Laura Gibson and Ethan Rose's new collaboration began with an experiment that could have come from any entry-level creative-writing class.

"I would write words down on a piece of paper and then say them to Laura, and she would sing as long as she wanted to on that word," Rose says, huddling around a space heater in the basement of his North Portland home. "When she ran out of ideas, I'd go to the next one."

Singer-songwriter Gibson and sound architect Rose knew they wanted to work together since first meeting four years ago, but only if they approached it as an art project separate from their normal lines of work. So, instead of writing formal songs, their new record, Bridge Carols, was pieced together during most of 2008 from fragments and fleeting moments based around improvisation and spontaneity.

The first song they completed, "Younger," came from a decision to ditch the cold environment of the studio and head outdoors. When the weather was nice in the summer, the two friends would venture to Sauvie Island or Forest Park with a mini recorder and microphone, then hold free-association exercises in the grass. Rose fed random words to Gibson ("mosquito," "sunlight" or ideas from a PBS documentary on scientist Nikola Tesla) and then let the tape roll. For the reserved Gibson, singing off the top of her head was an uncomfortable exercise, and one that forced her to ditch her usual tendency to overthink every little meter and cadence.

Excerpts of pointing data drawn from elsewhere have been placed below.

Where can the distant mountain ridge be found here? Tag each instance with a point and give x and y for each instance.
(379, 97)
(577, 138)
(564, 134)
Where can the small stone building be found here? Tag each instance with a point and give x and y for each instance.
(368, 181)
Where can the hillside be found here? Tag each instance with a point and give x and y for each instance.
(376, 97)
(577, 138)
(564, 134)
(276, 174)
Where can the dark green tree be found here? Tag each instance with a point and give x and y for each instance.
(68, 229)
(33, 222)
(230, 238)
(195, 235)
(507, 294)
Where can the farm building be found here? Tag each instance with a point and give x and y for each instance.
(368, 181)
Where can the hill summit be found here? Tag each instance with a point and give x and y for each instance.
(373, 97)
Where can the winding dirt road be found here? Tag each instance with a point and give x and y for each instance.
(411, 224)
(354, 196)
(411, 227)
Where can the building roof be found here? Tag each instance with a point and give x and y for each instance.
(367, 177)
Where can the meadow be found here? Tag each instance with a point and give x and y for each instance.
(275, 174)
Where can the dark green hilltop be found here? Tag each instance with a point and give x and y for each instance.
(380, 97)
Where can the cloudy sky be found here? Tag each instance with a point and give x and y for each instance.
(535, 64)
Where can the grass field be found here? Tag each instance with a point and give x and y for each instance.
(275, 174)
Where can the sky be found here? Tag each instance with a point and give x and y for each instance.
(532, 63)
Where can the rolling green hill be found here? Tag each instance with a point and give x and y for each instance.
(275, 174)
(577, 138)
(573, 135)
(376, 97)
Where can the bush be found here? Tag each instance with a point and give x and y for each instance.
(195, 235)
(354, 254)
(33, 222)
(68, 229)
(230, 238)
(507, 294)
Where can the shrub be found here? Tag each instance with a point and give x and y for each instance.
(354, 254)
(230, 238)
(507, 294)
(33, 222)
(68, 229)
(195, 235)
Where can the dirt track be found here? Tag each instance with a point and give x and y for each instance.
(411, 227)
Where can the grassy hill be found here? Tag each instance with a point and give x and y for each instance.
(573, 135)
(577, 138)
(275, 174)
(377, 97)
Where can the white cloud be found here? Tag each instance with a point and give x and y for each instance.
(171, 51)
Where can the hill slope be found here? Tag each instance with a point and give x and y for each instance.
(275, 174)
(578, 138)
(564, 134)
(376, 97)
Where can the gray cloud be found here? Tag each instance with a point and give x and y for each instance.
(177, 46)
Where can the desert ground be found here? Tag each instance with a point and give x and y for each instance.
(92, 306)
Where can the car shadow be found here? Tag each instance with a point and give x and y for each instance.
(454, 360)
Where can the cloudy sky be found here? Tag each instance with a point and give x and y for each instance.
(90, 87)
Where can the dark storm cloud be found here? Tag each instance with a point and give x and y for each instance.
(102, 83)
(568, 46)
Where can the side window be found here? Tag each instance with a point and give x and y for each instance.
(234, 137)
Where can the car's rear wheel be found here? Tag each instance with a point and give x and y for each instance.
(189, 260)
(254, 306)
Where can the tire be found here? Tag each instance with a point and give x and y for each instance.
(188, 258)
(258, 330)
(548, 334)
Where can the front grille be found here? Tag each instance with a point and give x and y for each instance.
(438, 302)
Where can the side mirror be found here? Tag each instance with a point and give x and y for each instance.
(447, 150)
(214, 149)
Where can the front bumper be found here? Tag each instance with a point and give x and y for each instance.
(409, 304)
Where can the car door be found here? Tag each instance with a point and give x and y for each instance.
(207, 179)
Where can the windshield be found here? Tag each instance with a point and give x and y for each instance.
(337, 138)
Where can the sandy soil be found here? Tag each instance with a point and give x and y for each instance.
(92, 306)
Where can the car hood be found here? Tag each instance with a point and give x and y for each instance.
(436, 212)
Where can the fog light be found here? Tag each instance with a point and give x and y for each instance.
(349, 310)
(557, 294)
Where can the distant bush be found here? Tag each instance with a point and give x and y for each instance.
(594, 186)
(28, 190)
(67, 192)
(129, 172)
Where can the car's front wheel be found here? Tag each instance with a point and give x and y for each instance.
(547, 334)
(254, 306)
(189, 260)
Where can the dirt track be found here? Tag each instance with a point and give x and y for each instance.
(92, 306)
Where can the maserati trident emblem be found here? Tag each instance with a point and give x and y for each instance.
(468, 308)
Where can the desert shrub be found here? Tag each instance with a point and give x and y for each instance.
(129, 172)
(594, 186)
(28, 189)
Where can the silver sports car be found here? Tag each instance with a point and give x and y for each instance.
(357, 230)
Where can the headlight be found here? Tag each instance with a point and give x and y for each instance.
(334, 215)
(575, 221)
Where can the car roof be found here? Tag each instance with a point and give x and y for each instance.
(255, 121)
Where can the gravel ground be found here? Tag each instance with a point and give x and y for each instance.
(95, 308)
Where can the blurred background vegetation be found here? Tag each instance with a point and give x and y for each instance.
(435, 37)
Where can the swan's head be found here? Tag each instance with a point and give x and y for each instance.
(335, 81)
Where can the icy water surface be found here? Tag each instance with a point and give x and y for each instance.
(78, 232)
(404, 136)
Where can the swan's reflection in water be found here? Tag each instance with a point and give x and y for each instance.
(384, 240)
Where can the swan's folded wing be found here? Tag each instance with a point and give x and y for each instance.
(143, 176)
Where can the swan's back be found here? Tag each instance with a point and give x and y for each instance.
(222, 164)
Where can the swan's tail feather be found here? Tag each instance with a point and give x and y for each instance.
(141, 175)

"I've always been very specific with my words, and very protective of them and aware of these little things that no one notices in the symmetry of phrases," Gibson says. "So to just sing freely and let it go was a really good exercise for me. That freedom opened me up to the possibilities of words and imagery."

Rose's music, until this point, has been mostly wordless, steeped in the ideas of minimalism and musique concrète: His last record, 2009's Oaks, was made on the old Wurlitzer organ at the Oaks Park Roller Rink. Gibson has increasingly expanded past the confines of finger-picked guitar and verse-chorus song structures, including the use of swirling feedback and a cappella loops on her most recent work, Beasts of Seasons. But Bridge Carols pushes both artists out of their comfort zones, creating an absolutely gorgeous, weightless collection of inviting songs constructed around Gibson's voice.

In fact, many of the sounds on the album—often stretched out and elongated past the point of recognition—are built from recordings of Gibson breathing. Rose treats Gibson's voice as an extra instrument. His role on Bridge Carols is more editor than producer—after each session, Rose would go back and edit the 30-minute chunks, looking for melodic fragments and creating narratives by juxtaposing things she sang. On standout "Younger," the chords and background music are made from loops of Gibson's breath, something that in the past would be the first thing cut from the mix.

"So much of it is reduction—pulling things out, shifting things around," Rose says. "I didn't have the choice of the words, but I could move them about and change the meaning. Laura had the choice, but she didn't really have the full control of arranging them. It ended up being a shared experience, which is neat." That collaboration will continue for live performances, where the artists will trade off instruments and string together a set with just two or three breaks.

The only artistic compromise Rose and Gibson made with Bridge Carols was agreeing to do a radio edit for "Younger," removing the uncouth use of "goddamn" for the FCC.

"There's certain things that I found myself singing that on paper wouldn't make sense to me," Gibson says. "Goddamn" isn't a word she'd normally use in her own work.

Rose chimes in with a different take. "There's going to be a lot of 'motherfuckers' on the next record."

SEE IT:

Laura Gibson and Ethan Rose play Friday, Feb. 12, at Holocene with Benoit Pioulard. 7 pm. $8. 21+.